Lesson 03 - Choosing and Characterizing Metrics

Metric Definition

How are you going to use the metric
- invariant
  - is number of users same
  - is distribution of users - age, gender, geo etc. same?
- evaluation
  - business metric
    - how much money do you make
    - how many users you have
    - how many students get jobs after the course
  - detailed metric
    - how long people stay on page
    - useful for digging into problems e.g. UX research for why users are not finishing the class
defining metric
- high level concept of a metric => 1 sentence summary that anyone can understand
  - active users
  - click through probability
- details of metric
  - active
    - 7 day active?
    - 28 day active?
    - which events count towards activity
- a number to measure this
  - sum
  - count
how many metrics?
- sanity metrics may be multiple
- evaluation metric
  - may be single.

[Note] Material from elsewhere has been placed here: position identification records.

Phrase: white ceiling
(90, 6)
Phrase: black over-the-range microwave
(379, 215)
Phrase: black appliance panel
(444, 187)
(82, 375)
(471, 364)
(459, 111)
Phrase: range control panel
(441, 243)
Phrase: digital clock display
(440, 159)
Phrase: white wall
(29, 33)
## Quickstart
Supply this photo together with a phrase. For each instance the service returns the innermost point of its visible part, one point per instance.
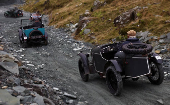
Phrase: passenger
(36, 23)
(131, 38)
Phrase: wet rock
(8, 99)
(30, 65)
(163, 51)
(27, 99)
(81, 103)
(168, 35)
(19, 89)
(1, 48)
(167, 40)
(69, 101)
(37, 81)
(142, 34)
(10, 91)
(27, 92)
(157, 51)
(161, 41)
(86, 31)
(15, 93)
(10, 66)
(47, 100)
(70, 96)
(56, 89)
(4, 87)
(163, 36)
(97, 4)
(13, 81)
(160, 101)
(125, 17)
(38, 99)
(21, 98)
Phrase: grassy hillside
(152, 16)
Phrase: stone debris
(160, 101)
(10, 66)
(23, 87)
(70, 96)
(8, 99)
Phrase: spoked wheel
(5, 14)
(157, 74)
(137, 48)
(114, 81)
(46, 42)
(20, 39)
(85, 77)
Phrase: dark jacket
(129, 40)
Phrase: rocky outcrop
(97, 4)
(126, 17)
(7, 2)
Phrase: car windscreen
(26, 22)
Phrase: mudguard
(85, 62)
(116, 65)
(156, 58)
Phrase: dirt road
(57, 64)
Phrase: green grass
(62, 12)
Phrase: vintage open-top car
(133, 61)
(28, 35)
(13, 12)
(35, 16)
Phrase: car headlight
(158, 57)
(25, 37)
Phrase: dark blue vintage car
(133, 61)
(29, 35)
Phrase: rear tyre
(46, 42)
(157, 74)
(114, 81)
(6, 15)
(85, 77)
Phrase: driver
(36, 23)
(131, 38)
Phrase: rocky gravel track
(57, 64)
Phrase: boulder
(8, 99)
(163, 36)
(82, 23)
(10, 66)
(38, 99)
(125, 17)
(1, 48)
(168, 35)
(97, 4)
(86, 31)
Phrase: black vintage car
(135, 60)
(29, 35)
(13, 12)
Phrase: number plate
(35, 37)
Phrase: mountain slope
(154, 16)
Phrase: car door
(98, 61)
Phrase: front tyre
(46, 42)
(85, 77)
(114, 81)
(157, 74)
(6, 15)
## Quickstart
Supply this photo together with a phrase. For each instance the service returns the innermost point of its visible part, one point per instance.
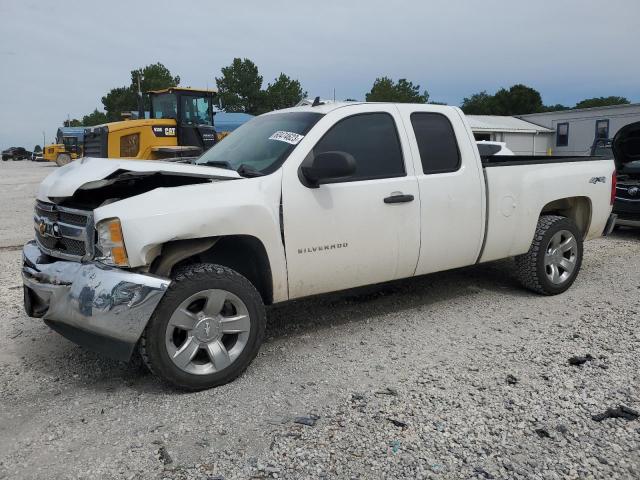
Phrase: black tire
(189, 281)
(531, 269)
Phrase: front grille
(95, 142)
(66, 246)
(64, 232)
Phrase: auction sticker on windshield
(288, 137)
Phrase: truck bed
(514, 160)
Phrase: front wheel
(206, 330)
(553, 261)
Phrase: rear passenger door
(450, 179)
(355, 231)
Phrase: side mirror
(325, 167)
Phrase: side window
(562, 135)
(437, 142)
(372, 139)
(602, 129)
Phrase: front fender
(233, 207)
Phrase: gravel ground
(460, 374)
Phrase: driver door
(352, 232)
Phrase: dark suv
(626, 151)
(15, 153)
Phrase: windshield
(196, 110)
(164, 105)
(263, 143)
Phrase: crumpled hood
(64, 182)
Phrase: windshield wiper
(249, 172)
(217, 163)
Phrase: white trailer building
(522, 137)
(574, 131)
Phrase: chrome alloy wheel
(207, 332)
(560, 257)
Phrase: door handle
(399, 198)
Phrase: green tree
(283, 93)
(602, 102)
(118, 100)
(94, 118)
(240, 87)
(125, 99)
(518, 100)
(479, 104)
(384, 89)
(556, 108)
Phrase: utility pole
(140, 102)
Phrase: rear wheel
(206, 330)
(63, 159)
(553, 261)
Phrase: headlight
(111, 243)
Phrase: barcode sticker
(288, 137)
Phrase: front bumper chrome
(103, 308)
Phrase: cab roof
(183, 89)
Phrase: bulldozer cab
(193, 111)
(71, 145)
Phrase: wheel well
(244, 254)
(577, 209)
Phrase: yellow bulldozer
(180, 124)
(68, 146)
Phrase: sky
(58, 58)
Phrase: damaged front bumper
(102, 308)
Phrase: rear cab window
(437, 143)
(372, 139)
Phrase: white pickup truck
(179, 260)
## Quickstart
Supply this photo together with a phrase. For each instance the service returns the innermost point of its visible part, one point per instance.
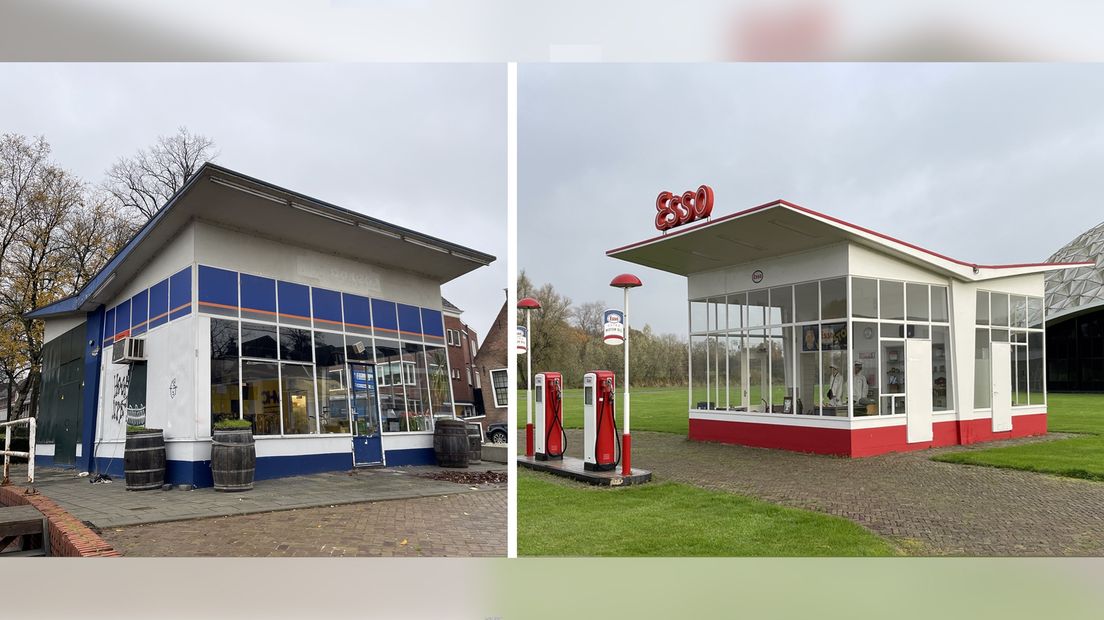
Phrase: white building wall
(828, 262)
(250, 254)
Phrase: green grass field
(665, 519)
(1081, 457)
(662, 409)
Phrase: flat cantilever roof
(739, 237)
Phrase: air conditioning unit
(128, 351)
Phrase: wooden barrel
(233, 460)
(450, 442)
(144, 460)
(475, 444)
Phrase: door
(367, 444)
(919, 389)
(1001, 373)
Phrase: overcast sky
(420, 146)
(987, 163)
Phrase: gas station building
(814, 334)
(240, 299)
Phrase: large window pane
(757, 303)
(261, 395)
(698, 317)
(808, 372)
(1019, 375)
(864, 298)
(782, 305)
(940, 311)
(782, 372)
(1019, 311)
(807, 300)
(983, 383)
(998, 309)
(864, 370)
(942, 378)
(891, 297)
(1035, 312)
(699, 373)
(736, 353)
(416, 381)
(736, 310)
(332, 383)
(759, 371)
(389, 378)
(983, 308)
(225, 397)
(834, 299)
(1036, 392)
(258, 341)
(439, 394)
(916, 298)
(294, 344)
(300, 416)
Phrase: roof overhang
(229, 199)
(781, 227)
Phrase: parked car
(498, 433)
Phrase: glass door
(367, 444)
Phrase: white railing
(8, 452)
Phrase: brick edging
(69, 537)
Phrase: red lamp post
(626, 281)
(529, 305)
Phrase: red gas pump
(551, 439)
(601, 444)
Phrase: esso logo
(673, 210)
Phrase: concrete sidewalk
(112, 505)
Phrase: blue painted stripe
(258, 294)
(139, 312)
(358, 312)
(410, 321)
(327, 306)
(413, 456)
(180, 294)
(294, 301)
(159, 303)
(383, 316)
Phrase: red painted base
(626, 455)
(859, 442)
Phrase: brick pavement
(112, 505)
(465, 524)
(927, 508)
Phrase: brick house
(490, 363)
(462, 343)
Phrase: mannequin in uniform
(859, 388)
(835, 393)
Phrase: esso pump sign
(673, 210)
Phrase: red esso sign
(676, 210)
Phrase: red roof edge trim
(849, 225)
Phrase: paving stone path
(466, 524)
(927, 508)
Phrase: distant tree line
(57, 231)
(568, 339)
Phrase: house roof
(782, 227)
(230, 199)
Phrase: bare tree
(147, 180)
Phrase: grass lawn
(1081, 457)
(665, 519)
(662, 409)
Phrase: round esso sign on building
(613, 327)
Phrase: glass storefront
(795, 350)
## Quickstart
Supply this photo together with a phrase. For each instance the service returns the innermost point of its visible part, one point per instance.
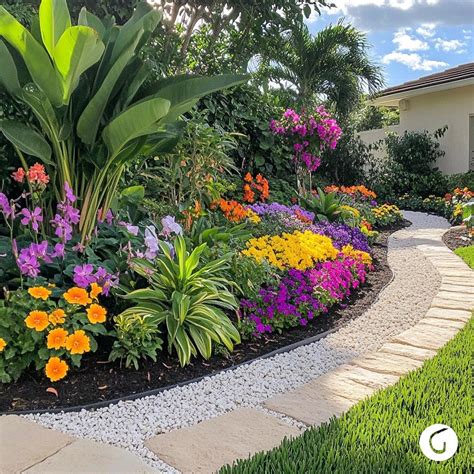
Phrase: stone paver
(446, 313)
(205, 447)
(387, 363)
(427, 337)
(308, 405)
(24, 443)
(86, 456)
(404, 350)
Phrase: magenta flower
(32, 217)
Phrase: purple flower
(34, 217)
(170, 226)
(83, 275)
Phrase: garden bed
(457, 237)
(99, 381)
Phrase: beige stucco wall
(434, 110)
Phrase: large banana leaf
(8, 71)
(133, 122)
(26, 140)
(90, 118)
(76, 51)
(54, 19)
(34, 55)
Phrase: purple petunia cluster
(303, 295)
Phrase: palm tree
(333, 63)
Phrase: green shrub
(188, 299)
(381, 434)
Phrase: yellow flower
(37, 320)
(57, 317)
(77, 296)
(39, 292)
(56, 369)
(78, 342)
(57, 338)
(96, 290)
(96, 313)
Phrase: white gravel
(400, 306)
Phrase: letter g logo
(439, 442)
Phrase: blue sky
(409, 38)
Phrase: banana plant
(188, 298)
(85, 86)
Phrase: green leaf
(54, 20)
(8, 71)
(26, 140)
(91, 117)
(133, 122)
(77, 50)
(35, 56)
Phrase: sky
(409, 38)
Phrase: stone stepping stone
(24, 444)
(425, 336)
(205, 447)
(86, 456)
(387, 363)
(453, 304)
(310, 404)
(404, 350)
(446, 313)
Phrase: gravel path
(400, 306)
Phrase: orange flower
(78, 343)
(39, 292)
(57, 317)
(56, 369)
(96, 313)
(96, 290)
(37, 320)
(57, 338)
(77, 296)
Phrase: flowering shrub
(50, 329)
(309, 134)
(255, 189)
(302, 295)
(299, 250)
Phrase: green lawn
(381, 434)
(467, 254)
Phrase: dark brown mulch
(457, 237)
(99, 380)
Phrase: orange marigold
(39, 292)
(57, 338)
(58, 316)
(37, 320)
(78, 342)
(77, 295)
(96, 290)
(96, 313)
(56, 369)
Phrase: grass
(467, 254)
(381, 434)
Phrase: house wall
(432, 111)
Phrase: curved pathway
(254, 406)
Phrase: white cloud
(413, 60)
(427, 30)
(448, 45)
(405, 42)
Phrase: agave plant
(188, 298)
(85, 86)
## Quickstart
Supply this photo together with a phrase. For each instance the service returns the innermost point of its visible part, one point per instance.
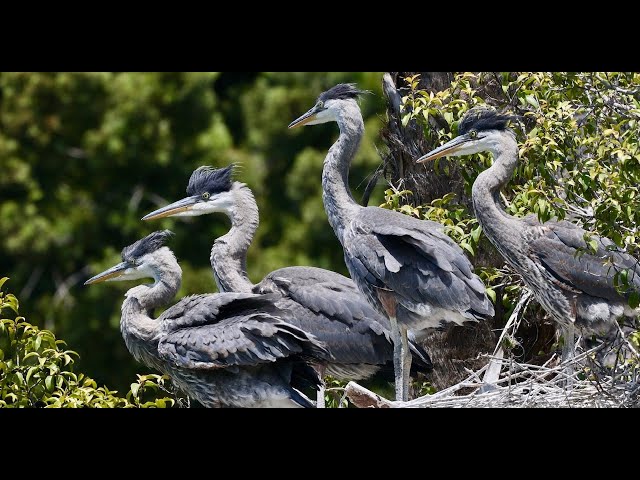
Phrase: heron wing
(563, 252)
(223, 330)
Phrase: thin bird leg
(568, 351)
(321, 389)
(388, 300)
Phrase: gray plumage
(573, 284)
(321, 302)
(432, 280)
(407, 268)
(224, 350)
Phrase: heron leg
(569, 351)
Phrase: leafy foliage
(36, 370)
(83, 156)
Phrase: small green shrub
(36, 371)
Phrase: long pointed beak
(113, 272)
(448, 148)
(183, 205)
(304, 119)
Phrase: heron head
(139, 260)
(208, 192)
(481, 129)
(328, 105)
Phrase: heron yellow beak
(172, 209)
(113, 272)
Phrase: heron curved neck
(336, 195)
(139, 330)
(495, 221)
(229, 252)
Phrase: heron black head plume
(146, 245)
(211, 180)
(484, 118)
(342, 91)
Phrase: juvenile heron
(572, 283)
(407, 268)
(321, 302)
(224, 350)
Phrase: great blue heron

Some companies do this
  - may be multiple
  - leaders may want multiple metrics to see how things move
- can create a composite metric
  - called objective function or OEC (Overall Evaluation Criterion)
  - people shy away from it because
    - getting everyone to agree to definiton is difficult
    - may overoptimize for one rather than other one
    - when people ask why is it moving then we may have to look at the individual metrics anyway
- sometimes having a metric that is less optimal for your current test but works well enough for suite of tests is more suitable so that you can compare it. Introducing anything custom introduces risk

This paper discusses the OEC, or overall evaluation criterion, in more detail.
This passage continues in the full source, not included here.